Et il y a toujours des conserves. « Des trucs un peu rares, bons ». Dans ces courses-dons, sa maman n’oublie pas de mettre de « belles » boîtes de cassoulet ou de confit « artisanales », de « jolies » boîtes de sardines à l’huile, ou encore des bocaux où les légumes sont « bien rangés ». Par ce geste, les conserves manufacturées se trouvent investies, ou du moins par leurs côtés « rares, bons, belles, jolies, bien rangées », d’un supplément de valeurs. Toute cette charge de la conserve familiale, symbolique propre à l’imaginaire de la production domestique, glisse, par simple don, dans les produits achetés et provenant de l’industrie.
Comme si la différence essentielle entre conserve maison et conserve manufacturée n’était pas tant dans le contenu mais dans le système de circulation, en devenant cadeau, fait entre membres d’une même famille.
Ainsi, dans ce glissement de représentation culturelle, la barrière technique, de quantité, et d’industrialisation se trouve abolie par le simple jeu de la prise en charge par la mère d’un cadeau alimentaire fait à son fils.
Ne nous y trompons pas, cette valeur symbolique, dans le don, n’est certainement pas étrangère dans le fait que les conserves de légumes, de viandes, de poissons, de plats préparés et de condiments représentent la majorité des dons faits par les particuliers et les entreprises agro-alimentaires de la conserve aux banques alimentaires et aux associations caritatives d’aide aux personnes en situation de précarité.

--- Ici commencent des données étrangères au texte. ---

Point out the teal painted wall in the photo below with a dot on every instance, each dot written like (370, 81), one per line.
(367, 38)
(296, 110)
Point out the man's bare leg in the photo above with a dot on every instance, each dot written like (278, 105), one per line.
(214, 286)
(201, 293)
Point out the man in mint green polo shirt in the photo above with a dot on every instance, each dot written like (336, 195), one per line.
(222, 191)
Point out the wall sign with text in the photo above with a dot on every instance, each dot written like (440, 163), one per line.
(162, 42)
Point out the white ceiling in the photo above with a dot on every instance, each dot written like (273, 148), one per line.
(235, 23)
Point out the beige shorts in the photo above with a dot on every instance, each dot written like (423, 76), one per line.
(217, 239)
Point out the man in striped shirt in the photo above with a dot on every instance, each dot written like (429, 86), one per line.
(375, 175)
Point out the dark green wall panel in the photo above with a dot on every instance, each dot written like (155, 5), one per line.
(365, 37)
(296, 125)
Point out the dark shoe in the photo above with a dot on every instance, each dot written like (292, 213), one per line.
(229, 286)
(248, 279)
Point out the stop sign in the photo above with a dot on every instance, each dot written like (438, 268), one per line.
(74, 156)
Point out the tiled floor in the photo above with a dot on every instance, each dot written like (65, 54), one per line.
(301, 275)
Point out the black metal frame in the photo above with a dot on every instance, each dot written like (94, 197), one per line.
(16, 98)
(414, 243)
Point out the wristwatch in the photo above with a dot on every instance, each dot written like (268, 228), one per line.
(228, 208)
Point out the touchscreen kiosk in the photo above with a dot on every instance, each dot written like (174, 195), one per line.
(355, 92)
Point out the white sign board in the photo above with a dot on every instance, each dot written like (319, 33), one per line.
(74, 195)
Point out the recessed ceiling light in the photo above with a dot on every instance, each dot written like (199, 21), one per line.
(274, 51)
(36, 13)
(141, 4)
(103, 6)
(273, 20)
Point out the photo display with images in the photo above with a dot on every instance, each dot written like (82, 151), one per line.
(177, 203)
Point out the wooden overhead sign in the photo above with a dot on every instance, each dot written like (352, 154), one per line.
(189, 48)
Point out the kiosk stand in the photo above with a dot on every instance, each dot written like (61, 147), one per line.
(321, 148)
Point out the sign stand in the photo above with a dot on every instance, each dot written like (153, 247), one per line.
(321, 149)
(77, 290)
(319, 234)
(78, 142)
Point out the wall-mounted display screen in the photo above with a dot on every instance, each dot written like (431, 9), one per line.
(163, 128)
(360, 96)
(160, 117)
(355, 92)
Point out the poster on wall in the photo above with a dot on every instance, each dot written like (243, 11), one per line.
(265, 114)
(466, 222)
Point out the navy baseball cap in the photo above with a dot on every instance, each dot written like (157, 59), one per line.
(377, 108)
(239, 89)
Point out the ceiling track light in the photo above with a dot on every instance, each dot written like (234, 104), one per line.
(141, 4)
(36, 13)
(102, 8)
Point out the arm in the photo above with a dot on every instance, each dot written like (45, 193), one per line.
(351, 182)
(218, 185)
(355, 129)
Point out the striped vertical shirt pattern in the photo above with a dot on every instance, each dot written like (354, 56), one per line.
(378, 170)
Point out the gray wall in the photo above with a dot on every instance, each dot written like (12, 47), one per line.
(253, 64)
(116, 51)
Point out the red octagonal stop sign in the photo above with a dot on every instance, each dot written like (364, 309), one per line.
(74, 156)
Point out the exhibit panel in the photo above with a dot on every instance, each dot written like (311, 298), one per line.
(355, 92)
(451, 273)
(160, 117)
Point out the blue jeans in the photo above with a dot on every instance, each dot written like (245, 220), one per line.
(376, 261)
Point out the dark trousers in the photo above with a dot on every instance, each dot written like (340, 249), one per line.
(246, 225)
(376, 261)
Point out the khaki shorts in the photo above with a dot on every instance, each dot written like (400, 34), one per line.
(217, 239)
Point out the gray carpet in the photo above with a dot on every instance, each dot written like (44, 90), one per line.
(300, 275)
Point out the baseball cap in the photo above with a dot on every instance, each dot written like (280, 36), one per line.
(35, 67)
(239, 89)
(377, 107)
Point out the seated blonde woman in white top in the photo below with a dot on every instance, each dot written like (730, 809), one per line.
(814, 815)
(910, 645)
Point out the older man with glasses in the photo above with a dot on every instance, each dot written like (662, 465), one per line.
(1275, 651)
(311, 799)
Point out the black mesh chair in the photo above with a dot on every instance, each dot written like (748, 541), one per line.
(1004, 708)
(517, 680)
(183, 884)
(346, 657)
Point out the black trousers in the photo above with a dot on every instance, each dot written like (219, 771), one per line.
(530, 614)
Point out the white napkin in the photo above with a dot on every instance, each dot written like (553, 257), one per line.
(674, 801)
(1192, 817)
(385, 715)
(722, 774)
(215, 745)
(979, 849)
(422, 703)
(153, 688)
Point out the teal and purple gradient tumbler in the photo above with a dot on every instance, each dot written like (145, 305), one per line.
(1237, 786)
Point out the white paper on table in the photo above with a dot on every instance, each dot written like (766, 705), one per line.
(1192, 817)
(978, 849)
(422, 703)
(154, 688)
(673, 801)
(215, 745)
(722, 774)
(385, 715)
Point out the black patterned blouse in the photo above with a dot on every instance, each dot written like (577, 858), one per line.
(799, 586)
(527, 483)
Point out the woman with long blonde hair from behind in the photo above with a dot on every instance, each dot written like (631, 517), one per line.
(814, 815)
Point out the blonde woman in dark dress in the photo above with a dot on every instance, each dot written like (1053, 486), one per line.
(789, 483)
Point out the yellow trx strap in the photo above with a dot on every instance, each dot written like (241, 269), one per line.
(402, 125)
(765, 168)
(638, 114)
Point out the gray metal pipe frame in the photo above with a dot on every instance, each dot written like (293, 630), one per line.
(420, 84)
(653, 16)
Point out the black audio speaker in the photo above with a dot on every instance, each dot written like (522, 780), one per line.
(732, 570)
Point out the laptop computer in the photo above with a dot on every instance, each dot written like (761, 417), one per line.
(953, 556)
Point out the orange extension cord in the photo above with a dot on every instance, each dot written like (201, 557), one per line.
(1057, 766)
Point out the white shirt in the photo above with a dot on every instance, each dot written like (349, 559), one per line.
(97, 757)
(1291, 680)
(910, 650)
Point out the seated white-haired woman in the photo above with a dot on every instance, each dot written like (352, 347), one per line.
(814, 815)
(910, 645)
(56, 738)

Ce ne sont plus seulement les seuls produits alimentaires, qu’ils proviennent de la sphère domestique ou de l’univers de l’industrie, qui se trouvent au cœur de cette circulation de denrées. Par leur performance et leur stabilité, les conserves appertisées, en arrêtant le temps et en mettant à disposition – quand le mangeur le désire – leur contenu, mobilise tout un ensemble d’intérêts et de nuances symboliques que leur procure le fait d’être un don. Au cœur de cette circulation, elles sont une part de nous-mêmes, chargées de notions plus immatérielles que seul en la donnant nous pouvons lui donner ou lui trouver.
Le don est aussi du savoir qui se fait dans le cadre familial par les explications pour l’utilisation des conserves.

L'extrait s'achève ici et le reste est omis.